At the workshop on March 16th, roughly 2/3rds of the 36 attendees were leasing land or have land to lease. Some of those who leased land told humorous anecdotes about failed leasing agreements. The remaining third of attendees were actively seeking land to lease.
I was joined by Jenny Rhodes, Extension agent from Queen Anne’s County, Mae Johnson, Director of the Maryland Agricultural Conflict Resolution Service, and Paul Goeringer, an attorney at University of Maryland’s College of Agriculture & Natural Resources.
Roughly 64% of all Maryland farmland is leased and nearly all of the leases are arranged by a handshake. That method may be the simplest but it is fraught with potential misunderstandings and disagreements as evidenced by the anecdotes brought up by the attendees.

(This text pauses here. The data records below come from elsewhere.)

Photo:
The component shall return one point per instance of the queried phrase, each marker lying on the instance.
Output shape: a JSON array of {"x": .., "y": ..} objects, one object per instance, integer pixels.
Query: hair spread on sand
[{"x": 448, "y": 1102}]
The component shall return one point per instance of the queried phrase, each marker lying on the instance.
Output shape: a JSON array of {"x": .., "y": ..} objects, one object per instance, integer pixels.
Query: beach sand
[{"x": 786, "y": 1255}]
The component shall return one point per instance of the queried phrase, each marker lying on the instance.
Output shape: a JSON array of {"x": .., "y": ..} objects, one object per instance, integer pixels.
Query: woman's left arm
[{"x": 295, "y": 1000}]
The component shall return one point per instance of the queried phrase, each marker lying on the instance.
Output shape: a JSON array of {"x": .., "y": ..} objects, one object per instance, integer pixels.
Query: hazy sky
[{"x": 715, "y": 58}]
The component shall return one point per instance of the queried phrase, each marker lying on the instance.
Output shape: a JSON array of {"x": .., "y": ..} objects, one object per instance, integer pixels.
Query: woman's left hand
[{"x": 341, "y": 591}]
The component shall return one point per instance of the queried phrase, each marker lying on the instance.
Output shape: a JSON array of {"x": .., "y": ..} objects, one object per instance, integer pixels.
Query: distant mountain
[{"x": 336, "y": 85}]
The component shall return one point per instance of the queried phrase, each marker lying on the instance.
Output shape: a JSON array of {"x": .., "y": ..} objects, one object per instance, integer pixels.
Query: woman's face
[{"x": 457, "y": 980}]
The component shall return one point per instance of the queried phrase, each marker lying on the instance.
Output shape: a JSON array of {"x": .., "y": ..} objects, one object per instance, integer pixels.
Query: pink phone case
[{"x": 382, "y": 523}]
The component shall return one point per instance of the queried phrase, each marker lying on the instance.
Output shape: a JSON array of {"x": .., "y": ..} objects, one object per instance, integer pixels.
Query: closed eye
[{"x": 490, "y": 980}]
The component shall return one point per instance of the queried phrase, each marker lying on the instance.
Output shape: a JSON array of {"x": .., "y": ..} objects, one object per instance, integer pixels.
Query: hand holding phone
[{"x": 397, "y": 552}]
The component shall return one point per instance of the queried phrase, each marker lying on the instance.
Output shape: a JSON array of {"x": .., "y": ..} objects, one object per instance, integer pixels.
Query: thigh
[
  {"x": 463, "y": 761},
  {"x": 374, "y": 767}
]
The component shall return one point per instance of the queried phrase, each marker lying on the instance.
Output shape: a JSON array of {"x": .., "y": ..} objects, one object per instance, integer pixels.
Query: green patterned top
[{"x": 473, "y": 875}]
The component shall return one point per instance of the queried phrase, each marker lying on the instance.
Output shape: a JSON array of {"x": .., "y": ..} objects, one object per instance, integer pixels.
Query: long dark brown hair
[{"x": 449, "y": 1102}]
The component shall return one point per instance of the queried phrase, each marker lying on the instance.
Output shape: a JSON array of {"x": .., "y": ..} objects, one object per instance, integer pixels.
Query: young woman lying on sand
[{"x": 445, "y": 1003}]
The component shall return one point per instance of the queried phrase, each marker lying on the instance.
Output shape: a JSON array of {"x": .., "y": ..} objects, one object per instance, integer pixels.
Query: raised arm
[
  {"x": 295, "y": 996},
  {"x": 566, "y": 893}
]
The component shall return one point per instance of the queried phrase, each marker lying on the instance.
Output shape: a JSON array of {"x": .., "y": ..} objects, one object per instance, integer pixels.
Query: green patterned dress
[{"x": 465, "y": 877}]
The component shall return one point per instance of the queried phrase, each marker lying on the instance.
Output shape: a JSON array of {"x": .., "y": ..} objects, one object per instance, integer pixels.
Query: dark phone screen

My role was to highlight the changes in agriculture and the free leasing resources on Maryland FarmLINK for farmers and land owners. Jenny described her own experiences as a farmer and extension agent with leasing and provided suggestions as to how to improve communication between land owners and farmers leasing the land. Mae described Maryland’s Right to Farm legislation and how her Conflict Resolution Service can keep both parties out of court when misunderstandings turn into disagreements.
Paul Goeringer highlighted Maryland’s leasing laws and pressed the point that both parties benefit from a good written lease (a recommendation from all four presenters). Then he presented the key elements of a lease.
We started the meeting with a good meal, had an engaged and appreciative audience and finished on time. We even witnessed discussions between owners and farmers seeking land. Next, our road tour turns to Lower Eastern Shore on April 6th in Princess Anne!